14 Repeated Measures ANOVA

Learning outcomes

In this chapter, you will learn how to:

  • Identify when to use a repeated-measures ANOVA
  • Conduct a repeated-measures ANOVA hypothesis test
  • Evaluate effect size for a repeated-measures ANOVA
  • Conduct post hoc tests for a repeated-measures ANOVA
  • Identify the advantages of a repeated-measures ANOVA

Repeated Measures Design

In the previous chapter we discussed independent-measures ANOVAs, which are appropriate to use when you have different groups of individuals in each of the conditions. In this chapter we will discuss repeated-measures ANOVAs. A repeated-measure ANOVA is appropriate to use when you have the same group of individuals in all of your conditions. That is, each participant is being measured at least three times. Remember, that to use an ANOVA you need to have at least three conditions.

Partitioning the Sums of Squares

Time to introduce a new name for an idea you learned about last chapter, it’s called partitioning the sums of squares. Sometimes an obscure new name can be helpful for your understanding of what is going on. ANOVAs are all about partitioning the sums of squares. We already did some partitioning in the last chapter. What do we mean by partitioning?

Imagine you had a big empty house with no rooms in it. What would happen if you partitioned the house? What would you be doing? One way to partition the house is to split it up into different rooms. You can do this by adding new walls and making little rooms everywhere. That’s what partitioning means, to split up.

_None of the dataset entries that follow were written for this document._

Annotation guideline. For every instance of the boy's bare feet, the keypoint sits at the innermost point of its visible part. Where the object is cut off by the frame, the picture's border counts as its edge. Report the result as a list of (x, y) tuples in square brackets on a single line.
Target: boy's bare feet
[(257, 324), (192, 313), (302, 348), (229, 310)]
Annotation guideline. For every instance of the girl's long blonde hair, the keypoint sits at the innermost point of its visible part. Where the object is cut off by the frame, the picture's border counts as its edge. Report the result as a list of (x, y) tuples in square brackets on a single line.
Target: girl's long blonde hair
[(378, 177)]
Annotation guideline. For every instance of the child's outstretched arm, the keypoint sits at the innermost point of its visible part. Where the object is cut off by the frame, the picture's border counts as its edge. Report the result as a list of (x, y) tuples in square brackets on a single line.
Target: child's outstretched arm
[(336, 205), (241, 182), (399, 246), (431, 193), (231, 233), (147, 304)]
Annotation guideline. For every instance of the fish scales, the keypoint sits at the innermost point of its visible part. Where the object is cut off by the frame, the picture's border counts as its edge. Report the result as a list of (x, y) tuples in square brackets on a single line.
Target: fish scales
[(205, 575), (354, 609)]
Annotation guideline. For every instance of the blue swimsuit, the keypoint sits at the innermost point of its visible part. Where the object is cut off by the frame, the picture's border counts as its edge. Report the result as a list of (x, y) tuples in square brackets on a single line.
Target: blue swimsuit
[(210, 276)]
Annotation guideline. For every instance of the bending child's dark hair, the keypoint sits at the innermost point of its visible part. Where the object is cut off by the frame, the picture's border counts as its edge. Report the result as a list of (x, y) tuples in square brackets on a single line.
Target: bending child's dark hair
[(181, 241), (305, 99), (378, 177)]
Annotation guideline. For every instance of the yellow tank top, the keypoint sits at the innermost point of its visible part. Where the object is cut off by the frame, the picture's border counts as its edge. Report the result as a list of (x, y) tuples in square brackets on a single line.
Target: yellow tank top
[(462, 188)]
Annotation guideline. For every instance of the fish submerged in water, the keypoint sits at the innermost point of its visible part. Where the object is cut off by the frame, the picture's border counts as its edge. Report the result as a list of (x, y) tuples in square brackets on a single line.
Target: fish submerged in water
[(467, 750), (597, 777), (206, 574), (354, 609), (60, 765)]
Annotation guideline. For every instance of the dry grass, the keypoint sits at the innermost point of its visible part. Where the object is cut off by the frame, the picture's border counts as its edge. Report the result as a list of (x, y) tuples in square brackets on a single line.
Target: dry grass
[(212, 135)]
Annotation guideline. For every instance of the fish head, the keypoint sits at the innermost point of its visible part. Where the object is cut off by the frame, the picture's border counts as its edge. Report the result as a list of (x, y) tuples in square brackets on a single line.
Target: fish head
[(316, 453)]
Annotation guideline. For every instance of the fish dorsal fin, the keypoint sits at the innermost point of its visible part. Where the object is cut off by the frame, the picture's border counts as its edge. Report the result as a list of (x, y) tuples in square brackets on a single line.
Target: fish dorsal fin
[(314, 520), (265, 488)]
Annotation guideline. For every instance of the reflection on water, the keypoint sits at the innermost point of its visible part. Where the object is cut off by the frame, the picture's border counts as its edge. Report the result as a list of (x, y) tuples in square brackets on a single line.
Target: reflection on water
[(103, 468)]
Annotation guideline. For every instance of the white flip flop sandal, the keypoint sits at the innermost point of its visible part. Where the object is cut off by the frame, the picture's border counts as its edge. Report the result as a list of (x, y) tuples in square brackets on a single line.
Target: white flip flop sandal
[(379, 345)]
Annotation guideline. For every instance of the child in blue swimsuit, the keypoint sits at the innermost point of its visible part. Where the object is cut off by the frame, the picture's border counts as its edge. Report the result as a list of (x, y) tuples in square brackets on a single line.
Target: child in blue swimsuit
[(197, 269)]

The act of partitioning, or splitting up, is the core idea of ANOVA. To use the house analogy. Our total sums of squares (SS Total) is our big empty house. We want to split it up into little rooms. Before we partitioned SS Total using this formula:

SStotal = SSbetween  + SSwithin

Remember, the SSbetween  was the variance we could attribute to the means of the different groups, and SSwithin was the leftover variance that we couldn’t explain. SSbetween  and SSwithin are the partitions of SStotal, they are the little rooms.

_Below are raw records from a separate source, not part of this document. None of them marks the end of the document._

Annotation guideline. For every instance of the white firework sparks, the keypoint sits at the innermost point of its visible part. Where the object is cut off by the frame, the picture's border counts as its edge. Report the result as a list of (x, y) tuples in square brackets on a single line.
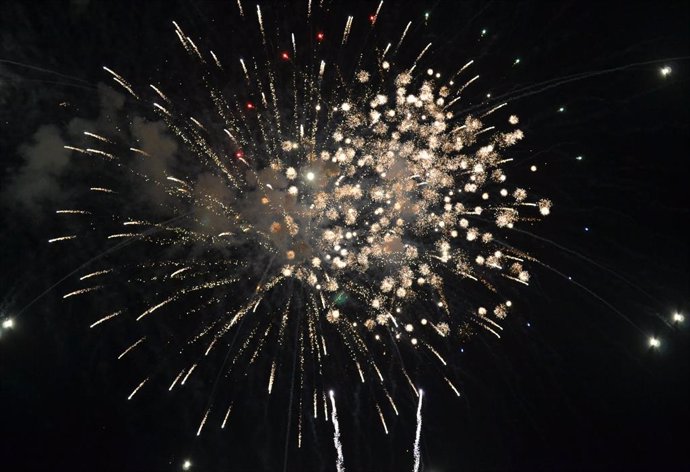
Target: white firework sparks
[(351, 197)]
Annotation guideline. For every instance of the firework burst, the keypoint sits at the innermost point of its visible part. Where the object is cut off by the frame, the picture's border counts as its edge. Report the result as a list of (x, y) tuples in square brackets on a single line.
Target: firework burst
[(315, 217)]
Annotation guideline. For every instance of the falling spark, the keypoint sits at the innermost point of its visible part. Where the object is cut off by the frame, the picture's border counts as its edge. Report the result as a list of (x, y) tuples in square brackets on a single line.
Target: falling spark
[(62, 238), (203, 422), (105, 318), (225, 418), (418, 433), (339, 463), (131, 347), (375, 193)]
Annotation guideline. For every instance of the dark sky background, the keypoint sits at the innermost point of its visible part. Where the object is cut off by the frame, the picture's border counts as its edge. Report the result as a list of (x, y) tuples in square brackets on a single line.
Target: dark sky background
[(572, 384)]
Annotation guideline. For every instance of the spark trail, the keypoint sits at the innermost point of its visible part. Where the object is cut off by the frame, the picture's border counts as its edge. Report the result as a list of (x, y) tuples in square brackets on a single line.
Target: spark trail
[(330, 200)]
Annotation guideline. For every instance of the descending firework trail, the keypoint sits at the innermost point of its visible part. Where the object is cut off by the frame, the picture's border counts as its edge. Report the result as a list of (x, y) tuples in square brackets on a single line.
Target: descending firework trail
[(418, 433), (314, 217), (340, 461)]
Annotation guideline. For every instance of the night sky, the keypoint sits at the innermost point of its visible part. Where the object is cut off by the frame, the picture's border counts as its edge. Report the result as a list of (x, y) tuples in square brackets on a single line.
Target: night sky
[(572, 384)]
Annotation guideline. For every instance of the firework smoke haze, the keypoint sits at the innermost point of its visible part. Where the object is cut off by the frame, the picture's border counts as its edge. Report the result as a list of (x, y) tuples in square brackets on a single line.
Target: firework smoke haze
[(321, 212)]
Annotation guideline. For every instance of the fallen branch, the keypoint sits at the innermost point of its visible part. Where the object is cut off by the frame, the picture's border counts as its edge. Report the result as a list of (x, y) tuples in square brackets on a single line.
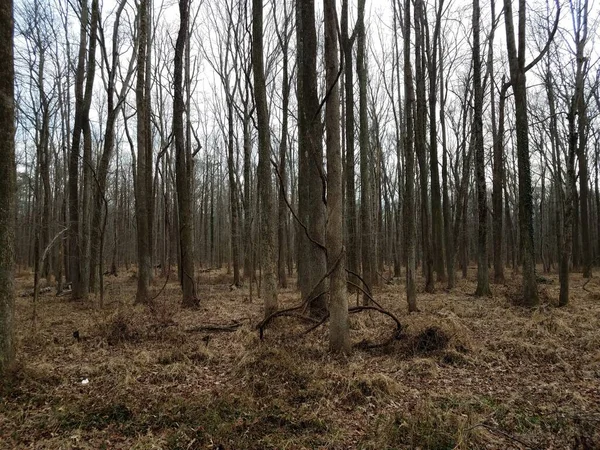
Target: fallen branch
[(585, 284), (379, 309), (369, 296), (502, 433), (32, 293), (216, 328), (302, 306)]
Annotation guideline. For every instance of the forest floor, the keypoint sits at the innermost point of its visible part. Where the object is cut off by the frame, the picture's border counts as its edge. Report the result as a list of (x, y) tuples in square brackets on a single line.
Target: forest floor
[(465, 372)]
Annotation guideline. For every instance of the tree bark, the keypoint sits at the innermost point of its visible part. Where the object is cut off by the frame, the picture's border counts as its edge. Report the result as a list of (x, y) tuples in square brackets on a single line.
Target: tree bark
[(143, 178), (516, 59), (351, 232), (7, 188), (366, 164), (183, 167), (267, 216), (483, 286), (409, 199), (312, 261), (339, 340)]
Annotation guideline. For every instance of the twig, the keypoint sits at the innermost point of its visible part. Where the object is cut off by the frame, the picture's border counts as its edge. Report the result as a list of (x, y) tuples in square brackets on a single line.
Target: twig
[(309, 299), (296, 218), (362, 280), (317, 325), (585, 284), (369, 296), (356, 309), (224, 328), (506, 435)]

In the between-subjects case above, we got to split SStotal into two parts. This is the first step of the repeated-measures ANOVA; it is identical to the independent-measures ANOVA that was presented in the previous chapter.

image

Figure 1. Illustration showing how the total sums of squares are partitioned differently for a between versus repeated-measures design.

The figure lines up the partitioning of the Sums of Squares for both between-subjects and repeated-measures designs. In both designs, SStotal is first split up into two pieces SSbetween treatments (between-groups) and SSwithin. At this point, both ANOVAs are the same. In the repeated measures case we split the SSWithin  into two more littler parts, which we call SSbetween subjects (error variation about the subject mean) and SSerror (left-over variation we can’t explain). This is the second step in partitioning the Sums of Squares in a repeated-measures ANOVA.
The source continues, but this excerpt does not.